The colorful cover image — a detail from a painting by Arnold titled “Anton’s Half-Dozen”— depicts six oysters on the half-shell atop a bed of shaved ice. In the poem ”Still Life: On the Half Shell,” Schneider names the oysters as Hog Island Kumamotos. Oysters, he adds, were “food for the poor, once,/now a delicacy for the wealthy.” Still, there is no snob appeal in “The Daily Feast.” The authors call out to folks who chow down, not foodies obsessed about an obscure sauce or a rare spice that tickles their taste buds.
Divided into four sections — starters, entrees, desserts and libations, including a dirty martini — “The Daily Feast” honors the kind of down-home cooking that’s often available at diners rather than at white-tablecloth restaurants. In an afterword, chef Cindy Pawlcyn — famous for two landmark restaurants, Fog City Diner and Cindy’s Backstreet Kitchen — writes that Schneider’s and Arnold’s book sent her right to her kitchen. There, she says, she made ratatouille, braised duck legs with thyme, red wine, red onions and potatoes steamed, then smashed and crisped on a hot griddle in duck fat.
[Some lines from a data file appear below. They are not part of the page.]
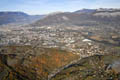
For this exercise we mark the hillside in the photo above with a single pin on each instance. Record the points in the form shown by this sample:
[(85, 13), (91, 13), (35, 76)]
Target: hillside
[(27, 63), (17, 17), (96, 67), (81, 18)]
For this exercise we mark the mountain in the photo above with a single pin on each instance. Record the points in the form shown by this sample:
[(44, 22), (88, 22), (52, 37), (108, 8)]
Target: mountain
[(28, 63), (94, 17), (86, 11), (96, 67), (17, 17)]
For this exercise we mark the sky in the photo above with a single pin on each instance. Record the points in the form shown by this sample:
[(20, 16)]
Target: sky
[(48, 6)]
In some ways, the story of the prep time behind “The Daily Feast” is as fascinating as the pictures and the poems in the book itself. When the pandemic hit, Arnold and Schneider retreated from their weekly gatherings to eat and talk and doubled down at home. “The pandemic turned me into an adventurous cook,” Schneider says. He shopped like never before at markets for fruits, vegetables and meat from organically raised animals.
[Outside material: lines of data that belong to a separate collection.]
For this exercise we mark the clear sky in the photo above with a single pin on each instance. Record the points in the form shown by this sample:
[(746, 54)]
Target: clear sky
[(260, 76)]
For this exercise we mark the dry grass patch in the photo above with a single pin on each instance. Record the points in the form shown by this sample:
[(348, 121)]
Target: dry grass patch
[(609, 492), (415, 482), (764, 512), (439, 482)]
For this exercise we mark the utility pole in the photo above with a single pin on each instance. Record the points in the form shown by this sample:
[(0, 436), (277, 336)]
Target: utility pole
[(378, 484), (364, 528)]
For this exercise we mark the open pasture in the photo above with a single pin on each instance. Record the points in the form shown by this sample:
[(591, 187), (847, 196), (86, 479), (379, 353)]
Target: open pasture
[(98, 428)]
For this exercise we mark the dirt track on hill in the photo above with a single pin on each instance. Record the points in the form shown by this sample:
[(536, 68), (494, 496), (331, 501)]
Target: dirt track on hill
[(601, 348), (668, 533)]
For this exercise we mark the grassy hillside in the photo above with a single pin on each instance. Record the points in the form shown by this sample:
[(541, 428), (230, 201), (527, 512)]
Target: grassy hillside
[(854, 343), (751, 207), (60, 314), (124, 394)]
Schneider calls himself “an oven and grill man” and explains that he “hammers thin and dry rubs” pork butt, and that he often roasts a whole chicken with garlic and cabbage. During the pandemic, Arnold learned to appreciate Dungeness crab right out of the ocean and for days at a time during the summer, he and his wife lived on the ripe figs from their fecund fig tree, along with fresh mozzarella, sun-ripened tomatoes and locally baked breads. Unlike Schneider, Arnold works late into the night, painting rather than eating and drinking. “I love quiet hours alone,” he says.
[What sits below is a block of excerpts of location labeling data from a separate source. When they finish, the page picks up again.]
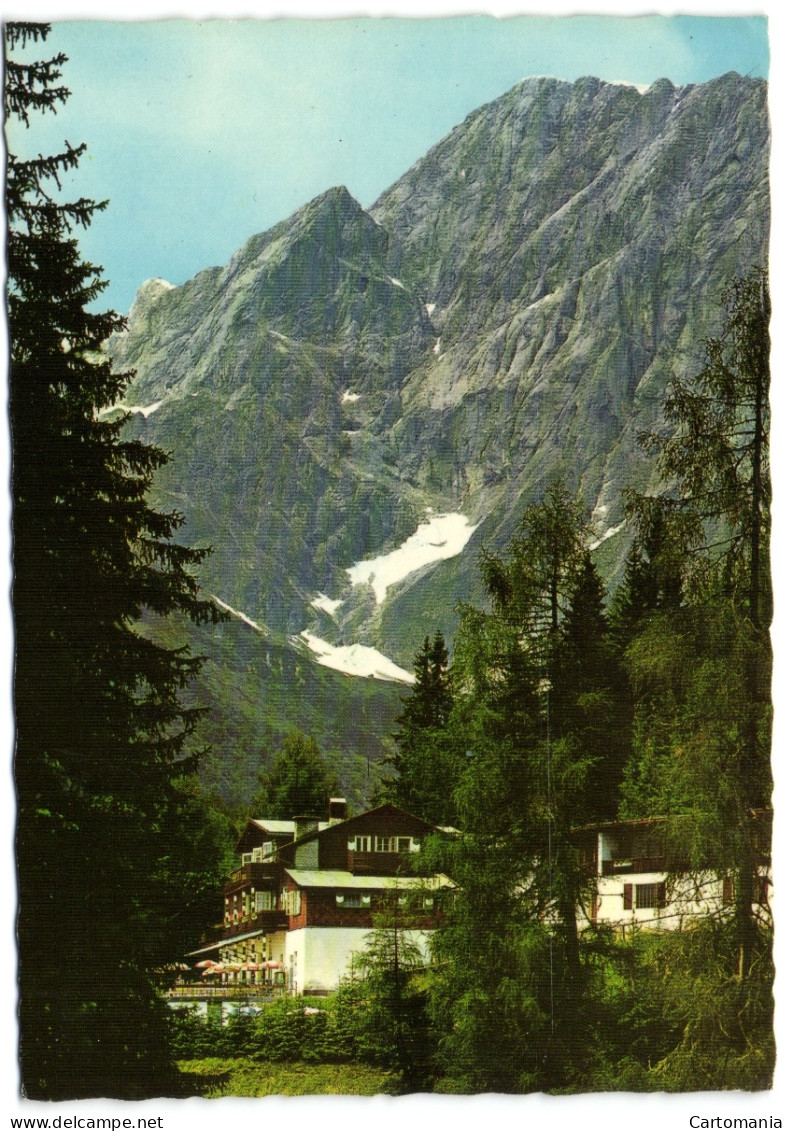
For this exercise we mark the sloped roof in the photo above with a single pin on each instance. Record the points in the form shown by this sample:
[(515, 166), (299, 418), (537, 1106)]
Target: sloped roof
[(333, 878)]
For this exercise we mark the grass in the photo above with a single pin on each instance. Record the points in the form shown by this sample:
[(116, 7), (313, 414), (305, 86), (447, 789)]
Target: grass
[(215, 1077)]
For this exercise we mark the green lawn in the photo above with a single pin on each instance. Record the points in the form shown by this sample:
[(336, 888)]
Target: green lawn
[(239, 1076)]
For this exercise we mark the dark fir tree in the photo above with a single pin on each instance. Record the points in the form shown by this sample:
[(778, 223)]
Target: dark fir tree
[(102, 739), (535, 706), (705, 671), (299, 783), (428, 761)]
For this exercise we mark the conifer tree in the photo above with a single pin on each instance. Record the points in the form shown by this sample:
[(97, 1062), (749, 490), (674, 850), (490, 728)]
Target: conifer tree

After his birth and formative years in San Francisco, Schneider spent much of his adult life in Minneapolis/St. Paul editing Hungry Mind Review and letting ideas feed him. “One time, I wanted to run a feature on how the Bay Area’s cultural revolution had devolved into an obsession with the palate,” he says.
“My view was shortsighted.” He adds, “After a while, I began to understand Northern California’s food revolution, appreciate local farming and the farm-to-table movement.
Over the years, Arnold has rarely strayed far from the paint, the pallets and the canvases in his studio, though he has fond memories of Northern California artists and art teachers he’s known, including Christopher Brown, and art collectors and art historians such as Peter Selz. A fugitive from Nazi Germany, Selz settled in the Bay Area, taught at UC Berkeley and introduced to the public the work of Richard Diebenkorn, Willem de Kooning and Helen Frankenthaler.
“Selz has meant the world to me,” Arnold says. “His writing on German expressionist painting is the summit of the literature about that period of art.”
Arnold also treasures the memories of his lively meetings with Schneider. “For the last decade or so, we have had many conversations about what each of us has been working on,” he says. “The conversations have nurtured me and have nurtured him.”
Rarely has a contemporary poet in California or the U.S. pointed so directly to enemies
“The Daily Feast” will likely nurture lovers of art, poetry and peanut butter and jelly sandwiches.